Check out the digital stomps, profiling amps, and modern pickups the U.K. metalcore warriors use to ignite mosh pits across the globe.

Before the band’s first Nashville show since the early 2000s, guitarist Adam Christianson (above right) and guitarist/tech Martyn Evans (middle) talk shop with PG’s Perry Bean to illuminate their burgeoning taste for gear and tone.

Knowing the style of heavy music Adam Christianson and the rest of Architects play would lead you to believe his main influence for his signature LSL Bari Bone T-style would be Jim Root of Slipknot but pump the brakes. The native Canuck actually is a staunch Merle Haggard fan. Furthermore, his T-style is a 24-fret, 27.5"-scale baritone to compensate for the band’s low tunings and the saggy string tension.
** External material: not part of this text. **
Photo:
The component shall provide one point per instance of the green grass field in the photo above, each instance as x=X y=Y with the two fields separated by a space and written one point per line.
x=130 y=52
The tonewoods include a roasted ash body with a roasted maple neck. This one is loaded with a set of Bare Knuckle Ragnarok pickups and sees action during songs tuned down to F#. He picks with Dunlop Jazz IIIs, and all of his guitars implement sets of custom-gauged D’Addario strings. For F# guitars, he uses .011–.015–.020w–.030–.042–.072 and for G# he swaps the 6th string for a .070, and for C# he uses a .060.

Here is the original prototype of Adam Christianson’s signature LSL Bari Bone that has a slightly different neck profile, only 22 frets, an alder body, and Bare Knuckle Impulse pickups.

This is Adam Christianson’s main G# ride and it’s a Mayones Setius. Like the others, it has a set of Bare Knuckles, but its body wood is mahogany for a darker, robust tone.

This is the first custom baritone that Adam Christianson received from Mayones. It is a Regius model that has a 11-ply, neck-through design.

During this U.S. run of dates, Architects’ second guitarist Josh Middleton stayed back in the U.K. to welcome his first child into the world, so his tech Martyn Evans filled in using Josh’s gear. Above is Josh’s main F# machine—an ESP LTD MH-401B FM that is completely stock aside from the Fishman Fluence Modern pickups. Like Adam’s guitars, Josh/Martyn use custom-gauged sets of D’Addario. For F# they use .011–.015–.019–.032–.044–.072, for G# guitars they go with a .070 on the 6th string, and for C# guitars they use a .060. (Josh became the band’s full-time replacement in 2017 following the untimely death of cofounding guitarist Tom Searle in 2016.)

For G# duties, Josh Middleton and Martyn Evans depend on this ESP Horizon E-II that has been upgraded with a pair of the Fishman Fluence Killswitch Engage pickups.

To honor their fallen brother and cofounding member, Tom Searle, the band busted out his ESP Horizon.

Bassist Alex “Ali” Dean got introduced to Dingwall basses by friend and fellow low-end bruiser Adam “Nolly” Getgood of Periphery. One of his go-to live basses is this Dingwall Super P that can handles both G# and F# songs.

The ying to Alex Dean’s Dingwall P’s yang is this Dingwall D-Bird that also handles G# and F# songs. Both basses use custom-gauged D’Addario strings that run .050–.070–.090–.145. The Super P uses Long Scales while the D-Bird above rocks Super Long Scales.

And Alex Dean’s Fender Deluxe Active P bass handles C# songs and is equipped with D’Addario strings gauged .050–.125.

Everyone in the band trusts their live tone to the Kemper Profiler amp. Alex Dean also sends a direct signal to FOH via the Avalon U5 DI and gets some filth thanks to the Darkglass MTB7K Microtubes B7K Ultra Overdrive (not pictured).

Out onstage, Adam Christianson cooks with a few extra spices that live on his board including some Strymons (TimeLine, BigSky, and Mobius), Maxon OD-9, an ISP Decimator kills any unwanted noise, the Boss TU-3 Chromatic Tuner keeps everything in check, and the RJM Mastermind PBC is the brains of the operation.